- Akobo Location within Ethiopia
- Coordinates: 8°0′N 33°30′E﻿ / ﻿8.000°N 33.500°E
- Country: Ethiopia
- Region: Gambela

= Akobo (woreda) =

District in Gambela Region, Ethiopia

Akobo is a woreda in Gambela Region, Ethiopia. It is named after the Akobo River, which flows westwards then north into the Baro River, defining its border with South Sudan. Part of the Nuer Zone, Akobo is bordered on the south and west by South Sudan, on the north by Wentawo, and on the east by the Anuak Zone. The westernmost point of this woreda is the westernmost point of Ethiopia. Towns in Akobo include Tergol.

== Overview ==
The terrain in Akobo is predominantly swampy, with few distinguishing high points; elevations range around 410 meters above sea level. Rivers include the Gilo River. According to the Atlas of the Ethiopian Rural Economy published by the Central Statistical Agency (CSA), around 10% of the woreda is forest.

The economy of Akobo is predominantly agricultural. There are no agricultural cooperatives, no documented roads, and little other infrastructure. Along with Jekow, Akobo becomes flooded during the rainy season, requiring the people to migrate to the highlands with their cattle until the waters recede; thus raising livestock is the primary source of income in this woreda.

== History ==
At the start of the Federal Democratic Republic of Ethiopia, Akobo was part of the Administrative Zone 3; however at some point before 2001, that Zone was abolished and Akobo made part of Administrative Zone 2. Akobo was captured by the Ethiopian Unity Patriots Front rebel group in 2000, and remained under its control until at least 2004. Subsequently, between 2001 and 2007, Akobo became part of the Nuer Zone. Prior to 2007, the northern kebeles were split from this woreda to create Wantawo and some eastern kebeles were added to Jor.

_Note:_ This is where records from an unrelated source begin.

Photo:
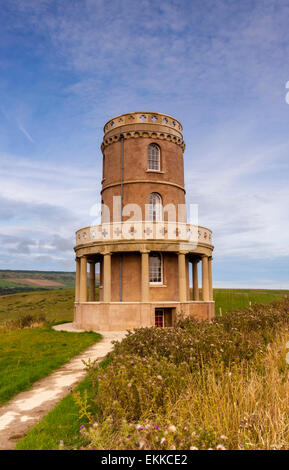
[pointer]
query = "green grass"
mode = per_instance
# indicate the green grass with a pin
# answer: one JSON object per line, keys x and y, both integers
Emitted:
{"x": 28, "y": 355}
{"x": 233, "y": 299}
{"x": 62, "y": 423}
{"x": 56, "y": 305}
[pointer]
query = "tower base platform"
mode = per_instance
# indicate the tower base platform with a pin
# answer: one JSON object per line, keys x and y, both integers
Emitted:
{"x": 119, "y": 316}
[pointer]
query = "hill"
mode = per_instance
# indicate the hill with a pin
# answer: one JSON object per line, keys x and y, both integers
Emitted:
{"x": 13, "y": 282}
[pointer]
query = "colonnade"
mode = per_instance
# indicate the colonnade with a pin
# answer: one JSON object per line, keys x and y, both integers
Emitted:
{"x": 81, "y": 278}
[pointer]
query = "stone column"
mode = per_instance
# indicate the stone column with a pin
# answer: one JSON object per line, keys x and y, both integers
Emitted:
{"x": 77, "y": 279}
{"x": 182, "y": 277}
{"x": 211, "y": 279}
{"x": 83, "y": 280}
{"x": 92, "y": 281}
{"x": 107, "y": 277}
{"x": 205, "y": 278}
{"x": 195, "y": 280}
{"x": 145, "y": 286}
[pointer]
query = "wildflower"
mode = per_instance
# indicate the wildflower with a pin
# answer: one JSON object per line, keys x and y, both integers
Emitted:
{"x": 142, "y": 444}
{"x": 172, "y": 428}
{"x": 220, "y": 447}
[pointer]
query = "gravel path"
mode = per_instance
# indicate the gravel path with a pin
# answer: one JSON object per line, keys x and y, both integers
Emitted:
{"x": 27, "y": 408}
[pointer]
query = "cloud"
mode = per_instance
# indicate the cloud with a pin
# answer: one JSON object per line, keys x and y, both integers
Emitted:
{"x": 219, "y": 67}
{"x": 26, "y": 133}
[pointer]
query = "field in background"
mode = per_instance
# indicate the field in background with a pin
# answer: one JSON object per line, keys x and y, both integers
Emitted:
{"x": 13, "y": 282}
{"x": 57, "y": 304}
{"x": 29, "y": 354}
{"x": 234, "y": 299}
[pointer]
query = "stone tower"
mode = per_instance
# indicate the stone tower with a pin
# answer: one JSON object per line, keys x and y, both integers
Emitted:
{"x": 144, "y": 245}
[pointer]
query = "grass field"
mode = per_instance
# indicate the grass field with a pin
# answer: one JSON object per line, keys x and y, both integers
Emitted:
{"x": 61, "y": 424}
{"x": 241, "y": 403}
{"x": 29, "y": 354}
{"x": 12, "y": 282}
{"x": 57, "y": 305}
{"x": 231, "y": 299}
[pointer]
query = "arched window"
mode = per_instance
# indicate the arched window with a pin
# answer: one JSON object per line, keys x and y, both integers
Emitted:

The Baro River entered flood stage 23 August 2006, drowning two people and displacing over 6,000 people in Akobo and adjacent woredas. Authorities were concerned about foot-and-mouth disease afflicting the local livestock following the flooding, as well as epidemics of malaria.

== Demographics ==
Based on the 2007 Census conducted by the CSA, this woreda has a total population of 24,674, of whom 14,273 are men and 10,401 women; with an area of 2,080.34 square kilometers, Akobo has a population density of 11.86 which is less than the Zone average of 23.79 persons per square kilometer. While 605 or 2.45% are urban inhabitants, a further 4 persons are pastoralists. A total of 4,446 households were counted in this Zone, which results in an average of 5.5 persons to a household, and 4,211 housing units. The majority of the inhabitants said they were Protestant, with 94.76% of the population reporting they observed this belief, and 3.36% were Catholic.

According to the 1994 national census, the woreda's population was reported to be 25,299 in 1,942 households, of whom 12,547 were men and 12,752 women; 244 or 0.96% of the population were urban inhabitants. (This total also includes an estimate for nine kebeles, which were not counted; they were estimated to have 13,903 inhabitants, of whom 6,637 were men and 7,266 women.) The largest ethnic group in Akobo was the Nuer (99.94%), and Nuer was spoken as a first language by 99.94% of the interviewed inhabitants. The majority of the inhabitants said they were Protestant, with 96.67% of the population reporting they held that belief, while 1.46% professed Ethiopian Orthodox Christianity.